Sukses di dunia kerja memang dambaan semua orang. Tapi, masih banyak orang belum mengerti bagaimana meraih kesuksesan di dunia kerja yang dinamis. Banyak dari kita lebih mementingkan Intelligence Quotient (IQ) atau kecerdasan intelektual daripada Emotional Quotient (EQ) atau kecerdasan emosional karena kompetensi dianggap poin utama dalam bekerja.

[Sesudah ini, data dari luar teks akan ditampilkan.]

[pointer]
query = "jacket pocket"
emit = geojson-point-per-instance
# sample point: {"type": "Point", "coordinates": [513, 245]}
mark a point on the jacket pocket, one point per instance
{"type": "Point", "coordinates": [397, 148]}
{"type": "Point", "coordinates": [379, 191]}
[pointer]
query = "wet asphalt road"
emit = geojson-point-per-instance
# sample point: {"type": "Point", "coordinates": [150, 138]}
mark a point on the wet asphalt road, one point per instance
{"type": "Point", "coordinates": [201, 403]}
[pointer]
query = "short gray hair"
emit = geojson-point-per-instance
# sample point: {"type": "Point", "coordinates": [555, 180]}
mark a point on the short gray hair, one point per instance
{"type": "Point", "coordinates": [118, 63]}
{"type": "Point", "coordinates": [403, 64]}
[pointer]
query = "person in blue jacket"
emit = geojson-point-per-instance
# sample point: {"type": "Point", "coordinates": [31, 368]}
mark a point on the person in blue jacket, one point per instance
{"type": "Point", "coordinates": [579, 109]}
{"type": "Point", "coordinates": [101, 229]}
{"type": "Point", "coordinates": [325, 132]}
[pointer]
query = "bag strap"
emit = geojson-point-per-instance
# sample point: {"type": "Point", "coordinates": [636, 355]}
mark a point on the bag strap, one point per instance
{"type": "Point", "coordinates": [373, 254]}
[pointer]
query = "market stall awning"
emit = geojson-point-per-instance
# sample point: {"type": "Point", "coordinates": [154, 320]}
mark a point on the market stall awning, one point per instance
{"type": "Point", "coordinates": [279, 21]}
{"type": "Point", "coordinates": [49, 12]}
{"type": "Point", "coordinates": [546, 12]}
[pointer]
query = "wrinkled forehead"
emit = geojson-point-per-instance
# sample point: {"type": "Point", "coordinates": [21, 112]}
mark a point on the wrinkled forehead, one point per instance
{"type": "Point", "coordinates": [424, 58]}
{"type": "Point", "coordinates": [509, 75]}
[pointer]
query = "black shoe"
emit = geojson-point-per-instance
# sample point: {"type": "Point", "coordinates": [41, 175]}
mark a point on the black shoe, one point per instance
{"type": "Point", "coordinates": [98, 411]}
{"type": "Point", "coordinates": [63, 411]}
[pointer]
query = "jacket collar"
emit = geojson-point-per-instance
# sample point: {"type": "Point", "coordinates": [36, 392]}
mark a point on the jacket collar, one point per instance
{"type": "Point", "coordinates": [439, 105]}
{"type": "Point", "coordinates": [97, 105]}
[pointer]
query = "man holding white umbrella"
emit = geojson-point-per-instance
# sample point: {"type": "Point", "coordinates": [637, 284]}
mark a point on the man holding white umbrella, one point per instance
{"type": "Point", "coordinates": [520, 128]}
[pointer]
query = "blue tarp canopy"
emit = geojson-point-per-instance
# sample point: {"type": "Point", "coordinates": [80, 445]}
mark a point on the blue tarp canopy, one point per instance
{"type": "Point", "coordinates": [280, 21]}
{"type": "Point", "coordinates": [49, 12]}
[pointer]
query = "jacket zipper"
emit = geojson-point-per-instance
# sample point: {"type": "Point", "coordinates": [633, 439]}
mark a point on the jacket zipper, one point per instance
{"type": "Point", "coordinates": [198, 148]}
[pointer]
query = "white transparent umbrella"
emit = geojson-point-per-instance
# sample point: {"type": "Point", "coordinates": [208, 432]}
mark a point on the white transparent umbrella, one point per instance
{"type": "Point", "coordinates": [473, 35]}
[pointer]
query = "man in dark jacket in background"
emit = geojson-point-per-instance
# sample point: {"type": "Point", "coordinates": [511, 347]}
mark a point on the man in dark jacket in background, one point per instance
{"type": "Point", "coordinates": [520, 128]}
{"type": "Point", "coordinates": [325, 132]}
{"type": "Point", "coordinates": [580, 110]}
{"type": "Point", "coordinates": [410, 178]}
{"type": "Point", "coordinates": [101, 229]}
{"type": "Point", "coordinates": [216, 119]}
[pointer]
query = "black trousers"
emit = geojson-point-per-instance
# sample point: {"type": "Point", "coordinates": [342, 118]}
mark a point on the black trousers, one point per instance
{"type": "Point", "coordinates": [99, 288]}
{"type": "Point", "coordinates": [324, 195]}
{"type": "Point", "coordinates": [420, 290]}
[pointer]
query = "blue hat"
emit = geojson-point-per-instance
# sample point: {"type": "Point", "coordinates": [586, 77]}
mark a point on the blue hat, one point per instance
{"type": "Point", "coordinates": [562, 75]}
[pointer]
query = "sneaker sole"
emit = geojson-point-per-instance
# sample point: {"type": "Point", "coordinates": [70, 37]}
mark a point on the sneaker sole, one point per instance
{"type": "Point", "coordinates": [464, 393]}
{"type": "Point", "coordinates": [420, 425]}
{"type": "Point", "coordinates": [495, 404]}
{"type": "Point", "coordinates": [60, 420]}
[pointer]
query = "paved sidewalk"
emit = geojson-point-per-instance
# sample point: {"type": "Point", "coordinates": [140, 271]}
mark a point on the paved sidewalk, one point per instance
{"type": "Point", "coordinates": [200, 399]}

Padahal, kedua kecerdasan itu wajib dipadukan.

Kecerdasan Emosional (EQ) meliputi banyak hal. Mulai dari, kesadaran diri, pengelolaan diri, kesadaran sosial, dan keterampilan sosial. Ibaratnya, EQ ini adalah stir dalam sebuah mobil yang mengendalikan arah. EQ juga berperan sebagai rem yang mampu menghentikan tingkah laku kita.

Kalau IQ, kita sudah tahu sendiri. Kecerdasan intelektual ini meliputi kemampuan menalar, merencanakan, memecahkan masalah, berpikir abstrak, memahami gagasan, menggunakan bahasa, daya tangkap, dan belajar. Ibaratnya, IQ ini kemampuan dan pengetahuan mengenal mobil yang kita kendarai, mulai dari interior, eksterior, mesin, dan lain-lain.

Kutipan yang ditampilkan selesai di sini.